Re: generating hash from packet content

Posted by Leif Hedstrom <zw...@apache.org>.
On Aug 27, 2014, at 9:42 AM, Rasim Saltuk Alakuş <ra...@turksat.com.tr> wrote:

> Hi All,
> 
> ATS uses URL hash for cache storage. And CacheUrl plugin adds some more flexibility in URL hashing strategy.
> 
> We think of creating hash based on packet content and use it as the hash while storing and retrieving from cache This looks a better solution, so that URI changes won't hurt caching system. One immediate benefit for example if you cache YouTube , each request for same video can have different URL and CacheUrl plugin does not always provide a good solution. Also maintaining site based hash filters looks not an elegant solution.
> 
> Is there any previous or active work for implementing content based hashing? What kind of problems and constrains you may guess. Is there any volunteer to implement this feature together with us?



So what would the client lookup “hash” on? All ATS has at that point is the URL, and various headers. It would not be able (without further actions, see next paragraph) be able to retrieve an object from cache.

Now, what would  work, which I think had been mentioned before somewhere, is that you fetch (from origin) a very small piece of the object on every client request. Say, 512 bytes (or something else that fits within one (typical) TCP packet, using e.g. "Range: bytes=0-511". Then you use that as your cache key. This could do what you are asking for, using the “data” as the cache key, but has the downside that you always have to ask origin for some data. At a minimum, I think such a plugin also must be a per-remap plugin, so you can decide when you want to take that hit or not.

I don’t know of anyone working on such a plugin. But it sounds potentially very useful :).

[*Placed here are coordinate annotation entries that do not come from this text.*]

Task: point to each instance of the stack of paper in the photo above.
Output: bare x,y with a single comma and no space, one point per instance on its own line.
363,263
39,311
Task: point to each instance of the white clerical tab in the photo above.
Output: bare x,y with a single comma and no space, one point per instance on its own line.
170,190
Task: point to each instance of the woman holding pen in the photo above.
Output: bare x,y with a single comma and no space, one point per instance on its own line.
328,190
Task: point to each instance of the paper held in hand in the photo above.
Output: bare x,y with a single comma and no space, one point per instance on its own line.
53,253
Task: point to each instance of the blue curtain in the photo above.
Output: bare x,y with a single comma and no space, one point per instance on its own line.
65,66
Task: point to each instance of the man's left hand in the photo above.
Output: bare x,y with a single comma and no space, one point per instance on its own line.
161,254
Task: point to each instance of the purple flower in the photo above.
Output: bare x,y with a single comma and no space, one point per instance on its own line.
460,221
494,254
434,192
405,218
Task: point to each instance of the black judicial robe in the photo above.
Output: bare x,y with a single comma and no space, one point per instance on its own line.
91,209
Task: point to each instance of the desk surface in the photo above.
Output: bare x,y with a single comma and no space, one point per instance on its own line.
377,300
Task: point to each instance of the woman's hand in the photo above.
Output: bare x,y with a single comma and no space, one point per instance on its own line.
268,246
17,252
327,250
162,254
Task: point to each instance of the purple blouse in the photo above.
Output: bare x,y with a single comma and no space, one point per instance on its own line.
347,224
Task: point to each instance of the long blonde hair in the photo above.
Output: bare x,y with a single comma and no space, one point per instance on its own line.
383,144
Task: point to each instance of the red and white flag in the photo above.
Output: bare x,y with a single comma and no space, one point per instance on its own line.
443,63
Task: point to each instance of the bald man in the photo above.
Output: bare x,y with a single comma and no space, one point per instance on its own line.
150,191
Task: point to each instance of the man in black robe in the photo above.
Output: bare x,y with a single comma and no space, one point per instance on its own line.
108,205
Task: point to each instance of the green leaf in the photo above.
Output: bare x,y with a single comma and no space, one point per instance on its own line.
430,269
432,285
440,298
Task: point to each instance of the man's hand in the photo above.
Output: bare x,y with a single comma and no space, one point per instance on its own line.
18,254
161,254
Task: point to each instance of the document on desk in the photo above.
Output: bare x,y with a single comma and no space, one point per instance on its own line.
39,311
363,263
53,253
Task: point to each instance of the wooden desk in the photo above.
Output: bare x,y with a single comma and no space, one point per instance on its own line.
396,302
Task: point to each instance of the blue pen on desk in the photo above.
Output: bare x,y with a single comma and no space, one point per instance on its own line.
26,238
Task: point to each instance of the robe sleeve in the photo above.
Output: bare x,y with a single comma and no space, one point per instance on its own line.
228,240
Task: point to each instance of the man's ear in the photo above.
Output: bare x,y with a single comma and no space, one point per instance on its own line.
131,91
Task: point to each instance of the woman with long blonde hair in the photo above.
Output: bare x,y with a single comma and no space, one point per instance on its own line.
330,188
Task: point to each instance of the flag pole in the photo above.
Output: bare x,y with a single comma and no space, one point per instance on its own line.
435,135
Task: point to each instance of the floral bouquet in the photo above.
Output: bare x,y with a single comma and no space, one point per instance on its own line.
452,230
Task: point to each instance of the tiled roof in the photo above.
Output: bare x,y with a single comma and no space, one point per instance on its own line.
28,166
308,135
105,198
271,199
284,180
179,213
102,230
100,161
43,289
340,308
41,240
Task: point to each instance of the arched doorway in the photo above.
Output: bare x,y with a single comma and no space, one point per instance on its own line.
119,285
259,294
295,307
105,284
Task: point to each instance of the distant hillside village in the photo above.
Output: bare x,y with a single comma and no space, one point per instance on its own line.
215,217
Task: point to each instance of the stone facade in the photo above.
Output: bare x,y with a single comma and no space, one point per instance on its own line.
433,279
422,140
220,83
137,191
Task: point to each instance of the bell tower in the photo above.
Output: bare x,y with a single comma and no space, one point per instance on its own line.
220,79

Also, as a side note, there was, way back when, some beginning code to deal with cache dedup. I don’t know that it ever worked, but John might know. The idea was to hash the actual data (body) and dedup it just like e.g. some modern file systems can do. This wouldn’t avoid origin requests per se, you’d still have to fetch it, calculate the hash, and then decide that you don’t have to duplicate the storage (so, save some disk storage).

Cheers,

— leif